What do you find most challenging about the writing process, and how do you deal with it?
Much as I love to write, sitting down to do it surely the most difficult part—just that act of getting started. I tend to distract myself with mundane activities that need doing and often push my writing off into a corner. It will sit there quietly for a while, but it grows impatient over time, and begins to whine for my attention. Once I finally submit and surrender myself, I become engrossed and lose all track of time. That’s how I know I’m doing what I’m meant to do.
When and where do you do your writing?
I typically write in the afternoons, after all of my doldrum work has been done. I’m not picky so much about where I write as I am about what’s going on around me. Some authors zing out paragraph after paragraph to the beat of a frisky tune. Some write in coffee shops, surrounded by jabbering hipsters and cash register pings. Me, I need absolute quiet when I write, or I go mad.
What have you learned about promoting your books?
Sadly, I feel that I’ve learned very little about promoting my books! I consider myself a work in progress. There are always more tips, more routes, and more platforms to promote books. The more you look for them, the more flabbergasting it is just how many there are! I know that some authors swear by promoting their works in person, while others have calculated social media methods. Me, I just try to follow the advice of those who have gone before me, and pray that I’ve bet on the right horse!
What are you most proud of as a writer?
I must say, there’s just something about holding that completed, published work in your hands. Just clutching that little piece of you that’s made its way out into the world and achieved physical form is really sobering for me. And of course, I bust my buttons when I encounter someone whose read and enjoyed my books. I typically just stare at them in awe, as if they’re a figment of my own imagination.
If you could have dinner with any writer, living or dead, who would it be and what would you talk about?
Famous or common, accomplished or forgettable—to me, a person is a person. I’ve never been one to swoon over celebrities or stalk the daily happenings of well-to-do-families, so having dinner with Jane Smith who just wrote her first book wouldn’t be much different to me than sitting down beside J.K. Rowling. That said, I greatly admire Rowling’s charity work, as well as her level of involvement with the Harry Potter series and films. She’d be a dandy person to share a meal with.
Kristine Kibbee is a delightfully contrary Pacific Northwest writer with a fascination for all things literary. Kristine’s passion for creative writing began in her early youth and led her to the doors of Washington State University, where she earned a degree in Humanities, with a focus in Professional Writing.

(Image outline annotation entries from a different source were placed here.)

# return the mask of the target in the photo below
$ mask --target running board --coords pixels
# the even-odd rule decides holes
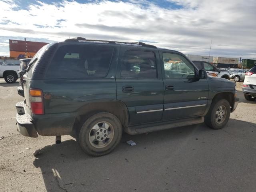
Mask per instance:
[[[156,131],[199,124],[204,122],[204,117],[197,117],[174,120],[171,121],[158,122],[125,127],[124,131],[130,135],[136,135]]]

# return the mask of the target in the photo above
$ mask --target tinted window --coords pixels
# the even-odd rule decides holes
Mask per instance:
[[[214,69],[213,68],[213,66],[212,65],[210,65],[208,63],[206,63],[205,62],[203,62],[203,64],[204,64],[204,69],[206,71],[214,71]]]
[[[128,51],[123,58],[121,76],[154,78],[157,77],[155,54],[152,52]]]
[[[249,71],[253,72],[254,73],[256,73],[256,65],[254,66],[254,67],[250,69]]]
[[[66,45],[54,56],[46,76],[90,78],[107,75],[113,49],[107,46]]]
[[[201,63],[199,61],[193,61],[193,62],[194,64],[196,66],[198,69],[202,69],[202,67]]]
[[[163,59],[166,79],[194,77],[194,67],[183,56],[178,54],[163,53]]]

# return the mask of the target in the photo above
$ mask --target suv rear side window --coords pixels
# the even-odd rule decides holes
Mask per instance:
[[[46,74],[48,78],[105,77],[114,52],[108,46],[65,45],[54,55]]]
[[[123,58],[121,70],[121,77],[156,78],[155,54],[150,51],[126,51]]]

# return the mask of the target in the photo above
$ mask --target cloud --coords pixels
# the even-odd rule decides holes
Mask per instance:
[[[42,0],[30,2],[26,9],[18,1],[0,1],[0,29],[8,30],[1,30],[2,35],[45,41],[78,36],[143,40],[203,55],[209,54],[212,40],[215,56],[254,58],[256,52],[254,0]]]

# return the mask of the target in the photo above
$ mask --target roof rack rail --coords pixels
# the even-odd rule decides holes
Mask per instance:
[[[78,42],[78,41],[85,41],[86,39],[83,37],[77,37],[72,39],[67,39],[64,42]]]
[[[67,39],[64,41],[64,42],[79,42],[79,41],[92,41],[95,42],[106,42],[109,44],[127,44],[130,45],[140,45],[142,46],[143,47],[149,47],[151,48],[157,48],[157,47],[155,46],[154,45],[149,45],[148,44],[146,44],[145,43],[143,43],[143,42],[124,42],[122,41],[108,41],[107,40],[95,40],[95,39],[86,39],[85,38],[84,38],[83,37],[78,37],[75,38],[73,38],[72,39]]]

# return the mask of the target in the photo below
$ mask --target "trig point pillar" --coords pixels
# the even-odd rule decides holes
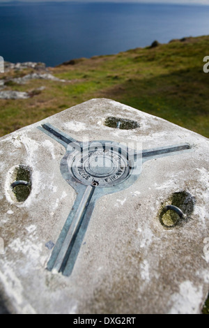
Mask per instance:
[[[12,313],[201,313],[207,138],[93,99],[0,138],[0,295]]]

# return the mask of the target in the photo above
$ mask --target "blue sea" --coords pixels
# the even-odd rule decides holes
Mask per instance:
[[[54,66],[155,40],[209,34],[209,6],[52,2],[0,4],[0,56]]]

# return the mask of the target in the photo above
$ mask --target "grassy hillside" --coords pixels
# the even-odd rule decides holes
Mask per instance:
[[[31,80],[8,82],[5,90],[45,90],[25,100],[0,99],[0,135],[92,98],[105,97],[159,116],[209,137],[209,36],[172,40],[155,47],[71,61],[49,68],[70,83]],[[0,77],[18,77],[33,70],[13,70]]]

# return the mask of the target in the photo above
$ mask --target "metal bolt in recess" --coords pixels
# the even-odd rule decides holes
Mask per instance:
[[[192,148],[189,144],[181,144],[143,150],[140,154],[132,151],[132,155],[129,156],[127,149],[119,143],[114,147],[109,142],[111,146],[107,149],[108,142],[94,142],[100,147],[89,150],[88,146],[83,147],[82,142],[49,124],[38,128],[65,147],[61,172],[77,193],[47,264],[49,271],[62,272],[65,276],[72,273],[97,200],[132,185],[141,173],[139,166],[145,161]]]

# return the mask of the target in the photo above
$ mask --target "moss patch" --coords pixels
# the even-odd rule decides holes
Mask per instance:
[[[118,128],[121,130],[132,130],[139,127],[139,124],[136,121],[113,117],[107,117],[105,119],[104,125],[109,128]]]
[[[16,181],[23,180],[29,182],[28,186],[17,186],[13,188],[17,202],[25,202],[31,191],[31,172],[29,167],[24,165],[17,168],[16,172]]]

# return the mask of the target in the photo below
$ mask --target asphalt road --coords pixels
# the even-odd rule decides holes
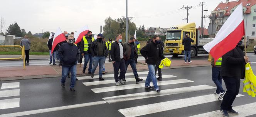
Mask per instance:
[[[251,67],[256,71],[256,64]],[[0,117],[222,117],[211,67],[163,70],[158,93],[143,87],[147,72],[139,72],[143,82],[135,84],[127,73],[127,81],[120,86],[115,86],[113,74],[103,81],[78,77],[75,92],[69,90],[69,78],[65,89],[60,77],[2,81]],[[239,112],[236,117],[256,117],[256,100],[243,92],[242,81],[233,105]]]

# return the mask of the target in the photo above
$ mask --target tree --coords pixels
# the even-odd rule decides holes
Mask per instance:
[[[48,38],[49,37],[49,36],[50,36],[50,32],[49,32],[48,31],[47,31],[46,32],[45,32],[43,34],[42,38]]]
[[[3,29],[5,27],[5,20],[3,18],[3,17],[1,17],[1,19],[0,19],[0,28],[1,28],[1,33],[3,34]]]
[[[14,35],[17,37],[21,37],[22,36],[22,33],[20,30],[20,28],[18,25],[17,23],[14,21],[14,24],[10,25],[8,28],[6,30],[7,34],[7,35]]]

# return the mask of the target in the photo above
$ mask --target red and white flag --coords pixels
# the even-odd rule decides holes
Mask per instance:
[[[54,50],[55,47],[58,43],[66,40],[66,37],[65,37],[64,34],[62,33],[61,28],[58,27],[54,34],[54,37],[52,40],[52,50]],[[53,51],[52,51],[52,54]]]
[[[244,13],[242,3],[225,22],[212,41],[204,48],[214,58],[214,62],[236,46],[244,35]]]
[[[77,44],[81,41],[83,37],[85,35],[87,34],[87,33],[89,31],[89,28],[88,28],[88,26],[86,25],[76,32],[74,34],[74,37],[76,39],[75,43]]]

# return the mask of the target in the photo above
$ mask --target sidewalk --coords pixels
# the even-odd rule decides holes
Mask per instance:
[[[85,74],[82,71],[84,64],[81,67],[79,64],[77,66],[77,76],[89,76],[88,69],[86,69]],[[173,60],[170,67],[164,67],[163,69],[196,67],[210,66],[211,63],[207,61],[194,61],[192,63],[184,63],[183,60]],[[88,65],[89,67],[89,63]],[[139,61],[136,65],[137,70],[147,70],[148,66],[145,61]],[[112,63],[105,64],[106,74],[113,73]],[[0,68],[0,81],[12,80],[22,79],[29,79],[39,78],[61,77],[61,67],[57,65],[40,65],[28,66],[26,69],[24,69],[23,66],[2,67]],[[129,66],[127,72],[132,72],[131,68]],[[95,71],[94,76],[97,75],[99,73],[98,67]]]

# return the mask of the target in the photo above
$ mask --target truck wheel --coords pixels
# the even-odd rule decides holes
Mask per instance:
[[[194,58],[195,56],[195,54],[196,54],[197,52],[196,51],[195,51],[195,48],[192,47],[191,48],[191,58]]]
[[[176,57],[179,56],[179,54],[172,54],[172,55],[174,57]]]

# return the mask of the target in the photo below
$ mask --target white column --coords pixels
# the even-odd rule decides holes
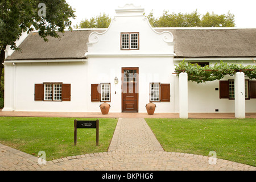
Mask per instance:
[[[234,79],[235,117],[245,118],[245,73],[237,72]]]
[[[5,106],[2,111],[13,111],[14,66],[11,63],[3,63],[5,65]]]
[[[188,73],[180,73],[179,80],[180,118],[188,118]]]

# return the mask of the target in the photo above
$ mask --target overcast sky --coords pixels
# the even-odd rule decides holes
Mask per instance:
[[[228,11],[235,15],[236,27],[256,28],[255,0],[66,0],[76,10],[77,16],[73,25],[85,18],[102,14],[113,17],[115,9],[126,3],[133,3],[144,9],[146,15],[153,10],[155,17],[159,17],[164,10],[170,13],[191,13],[197,9],[200,14],[213,11],[217,14],[226,14]]]

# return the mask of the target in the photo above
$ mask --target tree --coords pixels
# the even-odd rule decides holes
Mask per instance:
[[[197,10],[186,14],[170,14],[168,11],[164,11],[158,19],[154,16],[151,11],[147,17],[153,27],[233,27],[235,26],[234,15],[230,11],[226,15],[220,15],[208,12],[201,16]]]
[[[234,24],[234,15],[230,11],[227,15],[222,14],[218,15],[212,12],[210,14],[207,12],[201,20],[200,25],[202,27],[233,27]]]
[[[96,18],[92,17],[90,20],[88,19],[81,20],[79,24],[74,26],[76,28],[108,28],[111,22],[111,18],[103,13]]]
[[[65,0],[4,0],[0,1],[0,80],[7,45],[19,50],[15,44],[22,32],[35,28],[48,41],[47,36],[59,38],[57,31],[72,30],[75,11]]]

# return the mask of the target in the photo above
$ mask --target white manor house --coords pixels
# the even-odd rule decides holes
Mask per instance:
[[[221,60],[255,65],[256,28],[152,28],[144,9],[115,10],[108,28],[78,29],[49,37],[37,31],[17,40],[22,52],[6,51],[2,111],[256,113],[256,80],[238,72],[197,84],[178,77],[185,61],[210,67]]]

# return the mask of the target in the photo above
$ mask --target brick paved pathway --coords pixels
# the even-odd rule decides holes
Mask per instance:
[[[222,159],[164,151],[143,118],[119,118],[109,151],[73,156],[39,165],[38,158],[0,144],[2,170],[250,170],[256,168]]]

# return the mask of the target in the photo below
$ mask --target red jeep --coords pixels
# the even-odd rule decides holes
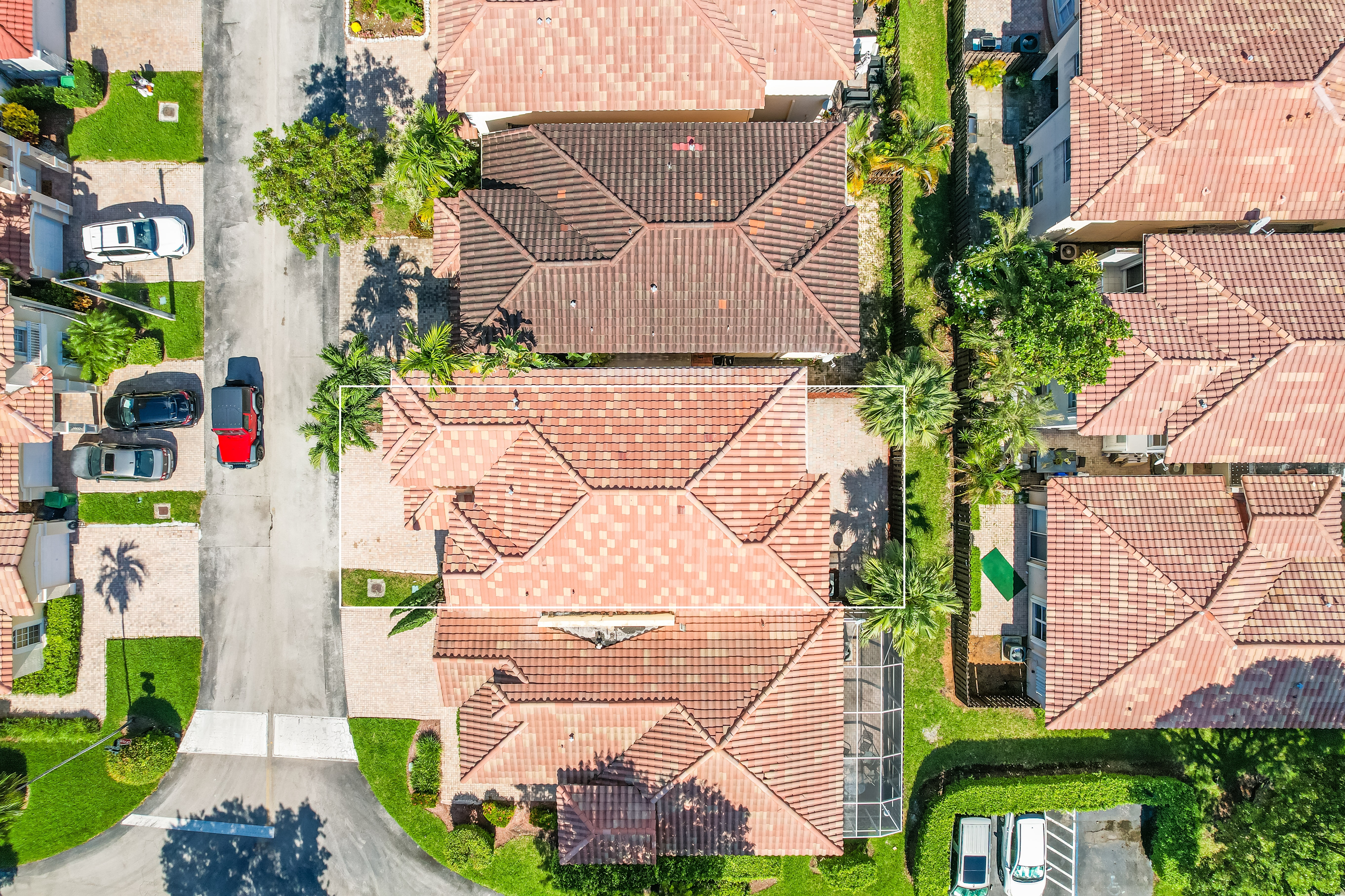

Kristine has since had works published in The Vancougar, The Salal Review Literary Review, S/Tick Literary Review and is a featured columnist for the nationally syndicated magazine, Just Frenchies. Kristine’s novella, The Mischievous Misadventures of Dewey the Daring, is available on Amazon.com and her middle-grade fantasy novel, Whole in the Clouds, was released in November 2014 with Zharmae Publishing. She anticipates the publication of her comedic collectionof dog stories, Frenchie ‘Tails,’ - which are short, cheeky and ripe with mischief-- in November of 2015; also with Zharmae Publishing.